What else was in the room? Just her and lots of weedkiller and fertilizer. Oh wait, her mind jumped back to the other side of the storeroom. There was a toolbox down there.
She ran to the other side again, an ache in her ribs and a pain in her chest. There was a Post-it note stuck to the top of the toolbox. In slanting scribbles, it said, J – Red team keep taking tools assigned to Blue team. So I’m leaving this in here for Rob to find. – L
Pip undid the clips and pulled open the lid. Inside was a jumble of screwdrivers and screws, a tape measure, pliers, a small drill, some kind of wrench. Pip dug her hand inside. And underneath it all, was a hammer. A large one.
‘Sorry, Blue team,’ she muttered, tightening her grip around the hammer, pulling it out.
Pip stood before the tipped-over shelves, her shelves, and looked back once more at the room where she’d known she would die. Where the others had died, all five of them. And then she climbed, balancing her feet on the lowest shelf like a rung, pulling herself up to the next level. There was still strength left in her legs, moving adrenaline-fast.
Feet planted on the top shelf, she crouched, balancing herself in front of the window. A hammer in her hand, and an unbroken window in front of her; Pip had been here before.
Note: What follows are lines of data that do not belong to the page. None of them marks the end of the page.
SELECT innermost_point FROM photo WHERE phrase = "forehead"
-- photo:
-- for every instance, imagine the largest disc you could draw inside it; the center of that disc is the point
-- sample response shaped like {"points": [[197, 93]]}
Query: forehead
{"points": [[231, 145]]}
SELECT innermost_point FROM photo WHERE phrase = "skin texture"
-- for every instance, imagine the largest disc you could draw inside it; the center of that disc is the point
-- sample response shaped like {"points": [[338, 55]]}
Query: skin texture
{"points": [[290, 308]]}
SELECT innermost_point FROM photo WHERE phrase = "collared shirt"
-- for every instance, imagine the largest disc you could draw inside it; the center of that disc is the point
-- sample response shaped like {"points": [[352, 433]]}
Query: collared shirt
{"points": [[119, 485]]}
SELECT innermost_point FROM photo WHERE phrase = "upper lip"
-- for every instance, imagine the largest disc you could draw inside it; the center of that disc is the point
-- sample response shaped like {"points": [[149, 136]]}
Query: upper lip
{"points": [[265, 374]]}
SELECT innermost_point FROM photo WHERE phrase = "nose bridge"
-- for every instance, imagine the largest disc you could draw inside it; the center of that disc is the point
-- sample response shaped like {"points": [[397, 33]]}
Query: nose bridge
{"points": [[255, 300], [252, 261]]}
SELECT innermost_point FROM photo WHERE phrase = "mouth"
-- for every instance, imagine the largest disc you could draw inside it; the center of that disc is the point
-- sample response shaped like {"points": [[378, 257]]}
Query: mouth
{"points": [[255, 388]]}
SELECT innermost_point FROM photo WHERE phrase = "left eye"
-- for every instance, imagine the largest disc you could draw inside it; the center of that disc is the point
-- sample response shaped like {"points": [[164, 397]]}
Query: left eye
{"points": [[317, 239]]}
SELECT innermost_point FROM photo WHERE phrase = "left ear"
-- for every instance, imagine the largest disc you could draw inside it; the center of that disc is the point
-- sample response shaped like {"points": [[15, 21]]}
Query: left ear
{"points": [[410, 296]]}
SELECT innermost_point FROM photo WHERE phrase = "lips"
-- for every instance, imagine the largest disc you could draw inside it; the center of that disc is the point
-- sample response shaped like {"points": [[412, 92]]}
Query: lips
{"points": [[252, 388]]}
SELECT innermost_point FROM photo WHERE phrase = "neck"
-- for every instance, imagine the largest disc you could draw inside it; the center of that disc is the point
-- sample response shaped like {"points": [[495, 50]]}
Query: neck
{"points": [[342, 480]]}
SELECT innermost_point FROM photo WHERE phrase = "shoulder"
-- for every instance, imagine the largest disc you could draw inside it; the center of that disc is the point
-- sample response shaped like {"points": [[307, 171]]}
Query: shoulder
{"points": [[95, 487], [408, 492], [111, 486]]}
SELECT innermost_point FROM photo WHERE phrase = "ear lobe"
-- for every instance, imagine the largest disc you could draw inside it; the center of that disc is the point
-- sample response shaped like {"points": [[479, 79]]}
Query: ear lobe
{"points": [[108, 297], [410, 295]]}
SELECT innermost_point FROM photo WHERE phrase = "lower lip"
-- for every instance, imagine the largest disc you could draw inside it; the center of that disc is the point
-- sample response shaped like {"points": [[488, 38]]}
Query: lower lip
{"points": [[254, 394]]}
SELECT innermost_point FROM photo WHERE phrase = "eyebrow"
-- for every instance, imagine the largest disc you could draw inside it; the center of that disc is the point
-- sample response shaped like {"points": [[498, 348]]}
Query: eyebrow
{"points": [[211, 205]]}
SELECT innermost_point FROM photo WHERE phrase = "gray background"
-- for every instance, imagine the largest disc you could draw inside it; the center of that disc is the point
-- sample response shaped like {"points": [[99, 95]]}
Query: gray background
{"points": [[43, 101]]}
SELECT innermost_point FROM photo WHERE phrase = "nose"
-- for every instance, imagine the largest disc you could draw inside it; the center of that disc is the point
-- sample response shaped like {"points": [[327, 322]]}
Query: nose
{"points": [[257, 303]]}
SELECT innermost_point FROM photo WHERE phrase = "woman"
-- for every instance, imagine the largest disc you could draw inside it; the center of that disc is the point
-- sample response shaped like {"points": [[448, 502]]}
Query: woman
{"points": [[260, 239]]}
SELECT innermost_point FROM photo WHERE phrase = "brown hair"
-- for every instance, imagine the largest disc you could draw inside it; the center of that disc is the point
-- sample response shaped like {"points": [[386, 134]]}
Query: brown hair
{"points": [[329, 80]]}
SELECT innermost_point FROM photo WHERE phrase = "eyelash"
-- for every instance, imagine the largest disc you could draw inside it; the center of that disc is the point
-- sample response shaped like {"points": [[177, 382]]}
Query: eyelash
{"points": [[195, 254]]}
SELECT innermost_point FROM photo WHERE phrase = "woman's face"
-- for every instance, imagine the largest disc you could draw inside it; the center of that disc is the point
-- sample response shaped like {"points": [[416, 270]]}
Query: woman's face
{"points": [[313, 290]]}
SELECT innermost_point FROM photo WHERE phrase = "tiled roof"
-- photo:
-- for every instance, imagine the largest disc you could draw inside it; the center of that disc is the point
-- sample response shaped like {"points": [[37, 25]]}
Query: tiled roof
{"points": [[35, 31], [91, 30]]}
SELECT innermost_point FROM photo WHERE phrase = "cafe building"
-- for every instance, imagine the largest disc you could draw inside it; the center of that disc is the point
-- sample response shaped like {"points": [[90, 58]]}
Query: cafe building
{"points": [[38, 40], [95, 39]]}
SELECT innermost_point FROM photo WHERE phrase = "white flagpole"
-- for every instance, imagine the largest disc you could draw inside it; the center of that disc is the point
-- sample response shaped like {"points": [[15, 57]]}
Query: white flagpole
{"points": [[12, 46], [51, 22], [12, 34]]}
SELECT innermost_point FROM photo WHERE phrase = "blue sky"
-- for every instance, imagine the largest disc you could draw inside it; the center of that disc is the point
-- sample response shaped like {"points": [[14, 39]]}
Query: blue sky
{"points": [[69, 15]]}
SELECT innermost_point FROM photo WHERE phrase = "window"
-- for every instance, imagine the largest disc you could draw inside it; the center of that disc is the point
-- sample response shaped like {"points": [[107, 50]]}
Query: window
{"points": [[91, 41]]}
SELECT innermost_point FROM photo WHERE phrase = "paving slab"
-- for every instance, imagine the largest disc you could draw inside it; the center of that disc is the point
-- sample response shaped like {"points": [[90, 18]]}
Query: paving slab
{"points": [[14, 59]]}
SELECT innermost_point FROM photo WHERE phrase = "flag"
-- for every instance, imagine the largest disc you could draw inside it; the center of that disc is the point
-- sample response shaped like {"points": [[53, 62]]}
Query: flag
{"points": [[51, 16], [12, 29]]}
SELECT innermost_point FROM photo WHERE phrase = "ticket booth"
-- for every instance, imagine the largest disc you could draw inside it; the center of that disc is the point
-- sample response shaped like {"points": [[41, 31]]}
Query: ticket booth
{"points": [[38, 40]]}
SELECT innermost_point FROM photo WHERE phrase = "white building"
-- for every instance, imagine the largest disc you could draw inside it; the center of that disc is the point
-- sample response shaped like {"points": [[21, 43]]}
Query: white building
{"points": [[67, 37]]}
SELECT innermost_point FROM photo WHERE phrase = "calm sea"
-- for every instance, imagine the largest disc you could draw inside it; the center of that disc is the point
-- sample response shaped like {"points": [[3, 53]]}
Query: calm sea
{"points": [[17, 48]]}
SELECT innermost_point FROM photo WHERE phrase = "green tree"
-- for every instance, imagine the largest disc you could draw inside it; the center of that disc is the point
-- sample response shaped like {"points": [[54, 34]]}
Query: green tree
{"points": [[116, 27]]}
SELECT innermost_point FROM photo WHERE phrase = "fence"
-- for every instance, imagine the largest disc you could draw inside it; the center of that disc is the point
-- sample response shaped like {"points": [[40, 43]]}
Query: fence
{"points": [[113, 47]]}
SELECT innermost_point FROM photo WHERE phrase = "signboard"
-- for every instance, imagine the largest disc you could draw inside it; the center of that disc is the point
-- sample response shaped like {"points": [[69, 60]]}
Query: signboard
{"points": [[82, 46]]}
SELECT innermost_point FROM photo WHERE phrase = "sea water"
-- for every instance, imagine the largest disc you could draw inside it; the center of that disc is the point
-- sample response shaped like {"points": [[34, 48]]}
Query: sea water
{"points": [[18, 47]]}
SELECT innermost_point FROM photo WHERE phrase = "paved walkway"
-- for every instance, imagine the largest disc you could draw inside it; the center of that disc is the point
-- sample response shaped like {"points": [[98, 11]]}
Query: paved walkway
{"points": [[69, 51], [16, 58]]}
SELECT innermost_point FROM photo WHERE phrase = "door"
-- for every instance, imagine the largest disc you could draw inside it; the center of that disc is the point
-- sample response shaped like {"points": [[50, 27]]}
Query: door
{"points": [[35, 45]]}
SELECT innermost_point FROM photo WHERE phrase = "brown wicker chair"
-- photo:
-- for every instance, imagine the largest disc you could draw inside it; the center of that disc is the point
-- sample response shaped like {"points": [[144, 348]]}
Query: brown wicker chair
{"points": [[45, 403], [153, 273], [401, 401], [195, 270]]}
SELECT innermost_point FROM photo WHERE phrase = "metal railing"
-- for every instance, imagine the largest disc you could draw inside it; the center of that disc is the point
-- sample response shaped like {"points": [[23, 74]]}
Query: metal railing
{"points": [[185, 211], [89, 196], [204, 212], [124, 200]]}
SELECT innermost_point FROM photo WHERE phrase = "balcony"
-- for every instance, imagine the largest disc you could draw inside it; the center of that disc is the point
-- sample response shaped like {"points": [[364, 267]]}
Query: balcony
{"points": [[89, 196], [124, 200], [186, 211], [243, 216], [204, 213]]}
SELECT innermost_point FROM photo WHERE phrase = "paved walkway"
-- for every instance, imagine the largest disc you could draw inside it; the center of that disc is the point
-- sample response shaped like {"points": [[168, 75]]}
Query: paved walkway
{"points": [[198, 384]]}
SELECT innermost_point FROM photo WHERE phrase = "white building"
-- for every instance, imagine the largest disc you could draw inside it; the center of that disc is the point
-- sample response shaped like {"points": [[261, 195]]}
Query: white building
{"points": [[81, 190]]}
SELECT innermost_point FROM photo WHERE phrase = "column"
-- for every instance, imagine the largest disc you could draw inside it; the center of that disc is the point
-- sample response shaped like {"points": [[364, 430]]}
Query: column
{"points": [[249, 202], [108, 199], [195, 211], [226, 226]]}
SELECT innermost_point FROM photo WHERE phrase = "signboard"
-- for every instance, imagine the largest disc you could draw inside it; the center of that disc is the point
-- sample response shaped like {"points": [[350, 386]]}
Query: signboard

Her arm knew what to do, it remembered, arching back to pick up momentum. Pip swung at the window and it cracked, a spiderweb splintering through the reinforced glass. She swung again, and the hammer went through, glass shattering around it. Shards still clung to the frame, but she knocked them out one by one, so she wouldn’t cut herself open. How far was it to the ground? Pip dropped the hammer through and watched it tumble to the gravel below. Not far. She should be fine if she bent her legs.
And now it was just her and a hole in the wall, and something was waiting on the other side. Not something. Everything. Life, normal life, and Team Ravi and Pip and her parents and Josh and Cara and everyone. They might even be looking for her now, though she hadn’t disappeared for long. Some parts of her might be gone, parts she might never get back, but she was still here. And she was coming home.